Mas também é fundamental deixar claro que, apesar de haver a necessidade de redução de quadros ineficientes nas estatais, há muitos profissionais de excelente nível nessas empresas. São exatamente esses bons profissionais os maiores interessados na promoção da eficiência porque a ausência da meritocracia no ambiente estatal tem produzido um problema de duas faces, ambas perversas: de um lado, maus comportamentos não são punidos e continuam sendo remunerados; e, de outro lado, bons comportamentos não somente não são incentivados, como também não são reconhecidos.
Há uma parcela significativa de empregados das empresas da Eletrobras que – apesar de formação acadêmica adequada e postura profissional compatível com os mais competitivos ambientes privados – sofre com a ausência de meritocracia e tem que conviver com colegas que não atendem aos requisitos pessoais e profissionais de uma empresa que um dia poderá ser referência no setor elétrico caso sua reestruturação seja exitosa.
Os contribuintes brasileiros, grandes perdedores por serem os reais controladores da Eletrobras, nunca tiveram voz ativa para interromper essa sangria de recursos. É natural que as ações do novo presidente para dar voz às expectativas e necessidades dos contribuintes brasileiros produzam reações.
Mas essas reações não devem ser encaradas pelos novos gestores da Eletrobras como sinal para interromper seu plano de reestruturação.
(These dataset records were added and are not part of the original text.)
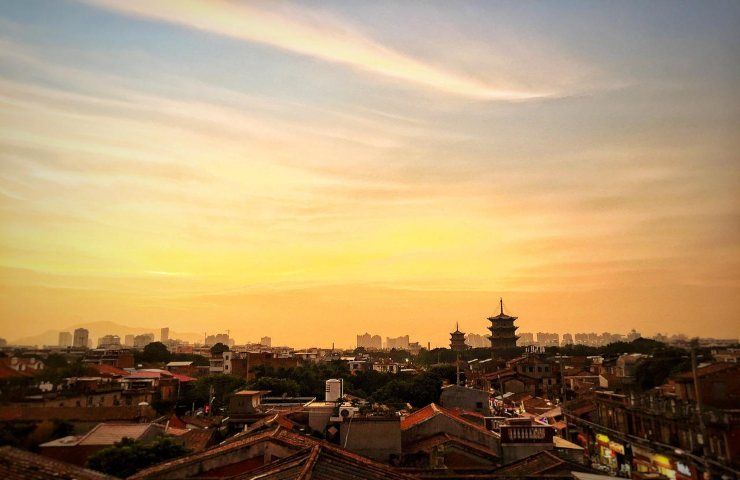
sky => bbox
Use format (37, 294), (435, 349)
(0, 0), (740, 346)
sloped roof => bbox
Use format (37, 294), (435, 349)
(234, 442), (416, 480)
(0, 363), (33, 380)
(401, 403), (493, 435)
(129, 427), (317, 479)
(404, 432), (498, 457)
(676, 362), (740, 381)
(179, 428), (216, 452)
(88, 363), (130, 377)
(79, 423), (163, 445)
(493, 450), (568, 477)
(167, 361), (193, 367)
(0, 446), (114, 480)
(172, 373), (198, 383)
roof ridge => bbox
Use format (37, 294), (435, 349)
(296, 444), (321, 480)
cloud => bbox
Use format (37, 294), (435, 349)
(81, 0), (553, 101)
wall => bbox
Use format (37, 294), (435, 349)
(339, 417), (401, 463)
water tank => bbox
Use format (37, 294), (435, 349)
(326, 378), (344, 402)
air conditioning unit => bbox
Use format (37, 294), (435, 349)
(339, 404), (360, 420)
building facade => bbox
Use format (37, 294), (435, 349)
(72, 328), (90, 348)
(488, 299), (519, 357)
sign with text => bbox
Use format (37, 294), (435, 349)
(501, 425), (553, 443)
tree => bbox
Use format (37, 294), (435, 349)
(87, 437), (188, 477)
(141, 342), (171, 363)
(186, 374), (247, 406)
(211, 342), (229, 357)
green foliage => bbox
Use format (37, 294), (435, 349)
(87, 437), (188, 477)
(372, 371), (442, 407)
(51, 420), (75, 438)
(252, 377), (301, 397)
(0, 422), (36, 447)
(635, 347), (691, 391)
(36, 355), (95, 387)
(211, 342), (229, 357)
(185, 374), (247, 407)
(141, 342), (172, 363)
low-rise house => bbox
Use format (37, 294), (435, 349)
(121, 368), (180, 403)
(439, 385), (491, 415)
(0, 446), (115, 480)
(39, 423), (164, 466)
(0, 356), (44, 373)
(401, 403), (501, 453)
(165, 361), (197, 377)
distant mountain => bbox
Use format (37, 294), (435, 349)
(9, 320), (203, 346)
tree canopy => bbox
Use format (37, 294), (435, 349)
(211, 342), (229, 357)
(87, 437), (188, 477)
(141, 342), (172, 363)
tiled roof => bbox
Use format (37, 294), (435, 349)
(126, 368), (173, 379)
(79, 423), (162, 445)
(234, 390), (270, 396)
(401, 403), (493, 435)
(0, 405), (156, 422)
(88, 363), (129, 377)
(0, 363), (33, 380)
(404, 433), (498, 457)
(677, 362), (740, 381)
(0, 446), (114, 480)
(494, 451), (567, 477)
(180, 428), (216, 452)
(129, 427), (316, 479)
(172, 373), (198, 383)
(233, 442), (415, 480)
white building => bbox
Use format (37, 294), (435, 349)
(72, 328), (90, 348)
(59, 332), (72, 347)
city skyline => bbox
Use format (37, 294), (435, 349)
(0, 0), (740, 346)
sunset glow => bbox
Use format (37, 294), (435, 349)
(0, 0), (740, 346)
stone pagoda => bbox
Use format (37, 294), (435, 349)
(488, 298), (519, 357)
(450, 324), (468, 352)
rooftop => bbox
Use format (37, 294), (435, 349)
(0, 446), (114, 480)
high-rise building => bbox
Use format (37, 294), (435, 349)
(357, 333), (383, 350)
(537, 332), (560, 347)
(488, 298), (519, 357)
(72, 328), (90, 348)
(385, 335), (409, 350)
(98, 335), (121, 348)
(450, 324), (468, 352)
(134, 333), (154, 348)
(627, 328), (642, 342)
(516, 332), (534, 347)
(59, 332), (72, 347)
(465, 333), (491, 348)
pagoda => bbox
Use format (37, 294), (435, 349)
(488, 298), (519, 357)
(450, 324), (468, 352)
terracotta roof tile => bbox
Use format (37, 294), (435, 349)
(0, 446), (114, 480)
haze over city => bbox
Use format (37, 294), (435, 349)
(0, 0), (740, 347)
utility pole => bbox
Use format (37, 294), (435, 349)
(691, 339), (712, 479)
(455, 352), (460, 386)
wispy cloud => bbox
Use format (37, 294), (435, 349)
(81, 0), (553, 101)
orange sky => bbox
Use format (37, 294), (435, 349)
(0, 0), (740, 346)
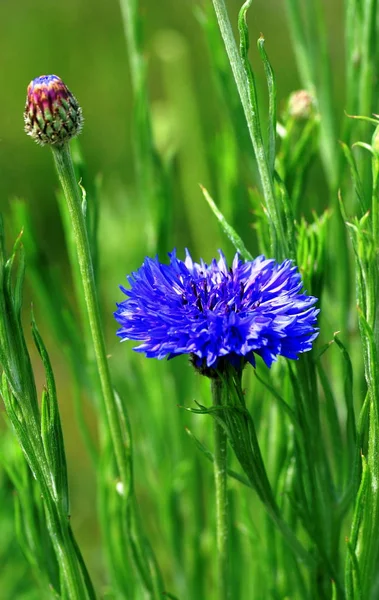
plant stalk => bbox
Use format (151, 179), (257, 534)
(52, 144), (127, 486)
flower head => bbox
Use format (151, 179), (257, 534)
(24, 75), (83, 145)
(115, 251), (319, 368)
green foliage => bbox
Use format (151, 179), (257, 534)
(0, 0), (379, 600)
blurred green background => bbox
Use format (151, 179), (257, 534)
(0, 0), (350, 599)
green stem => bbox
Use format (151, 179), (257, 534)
(52, 144), (127, 486)
(212, 0), (285, 258)
(211, 379), (229, 600)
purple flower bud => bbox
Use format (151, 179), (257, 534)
(24, 75), (83, 146)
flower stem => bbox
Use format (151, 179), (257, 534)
(211, 379), (229, 600)
(212, 0), (287, 258)
(51, 143), (127, 485)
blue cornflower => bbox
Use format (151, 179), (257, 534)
(115, 251), (319, 368)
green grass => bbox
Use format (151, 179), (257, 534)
(0, 0), (379, 600)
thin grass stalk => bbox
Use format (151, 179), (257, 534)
(211, 379), (229, 600)
(213, 0), (287, 255)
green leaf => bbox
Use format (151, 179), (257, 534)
(32, 314), (69, 515)
(200, 185), (253, 260)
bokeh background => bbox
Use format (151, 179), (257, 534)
(0, 0), (350, 600)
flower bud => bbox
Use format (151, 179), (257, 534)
(24, 75), (83, 146)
Muito pelo contrário: são um forte sinal de que as visões que têm sido gradualmente implementadas pela nova Diretoria com o apoio do novo Conselho de Administração expressam um caminho promissor para devolver a Eletrobras aos brasileiros e retirá-la das mãos de alguns políticos e de algumas minorias que se apropriaram de nossa estatal para fins privados e corporativistas que em nada beneficiam a sociedade brasileira.